A Mindful Walk Off A Plank

My reptilian hindbrain got a workout on Sunday, enjoying a rare chance to overrule my more evolved and usually-in-control prefrontal cortex. In the name of Psi Chi bonding, I was prepared to jump off a wood plank 30 feet in the air, for the amusement of a dozen students. It didn’t matter how much I psyched myself up to take a leap – reminding myself that two students had already gone, that I was attached to a secure belay rope with a thoroughly tied knot, that I did this 2 years ago without a problem – or how enthusiastically my students counted down for me, some subconscious part of my brain said “no” and froze my muscles at the crucial moment.

It’s odd, because I think I score reasonably well on the Mindful Awareness Attention Scale, a measure of “dispositional” mindfulness – not meditation or formal mindfulness practice, but how mindful we tend to be as we go about our everyday lives.

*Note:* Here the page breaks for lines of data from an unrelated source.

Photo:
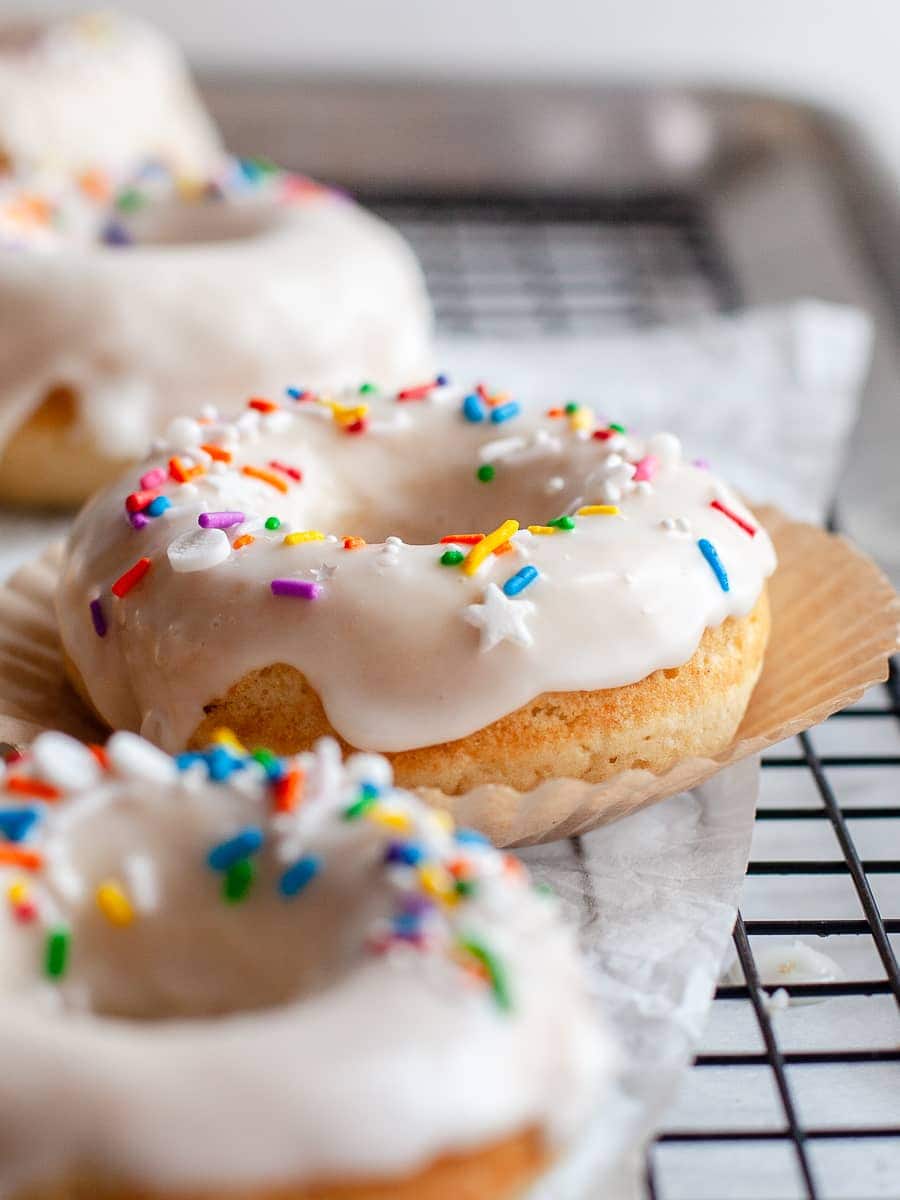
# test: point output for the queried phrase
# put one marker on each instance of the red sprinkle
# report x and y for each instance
(131, 579)
(31, 787)
(288, 791)
(29, 859)
(138, 501)
(732, 516)
(419, 393)
(288, 471)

According to at least one study, this means I should have reduced emotional brain activity in response to viewing emotionally arousing pictures, including skydiving. Perhaps I’m an exception; perhaps it’s a good reminder that we can only extrapolate so much from pictures in a lab to a real-life emotional situation; perhaps there are some things that mindfulness can’t overcome, with good reason.

Or perhaps it just takes a little more effort. I did make it off the plank – not gracefully, from a crouch on the edge, with one hand illogically clenched around my belay rope. It’s entirely possible that if I were less mindful, I wouldn’t have made it that far.

Even if I manage to develop a regular, lengthy meditation practice, though, I doubt I’ll try skydiving.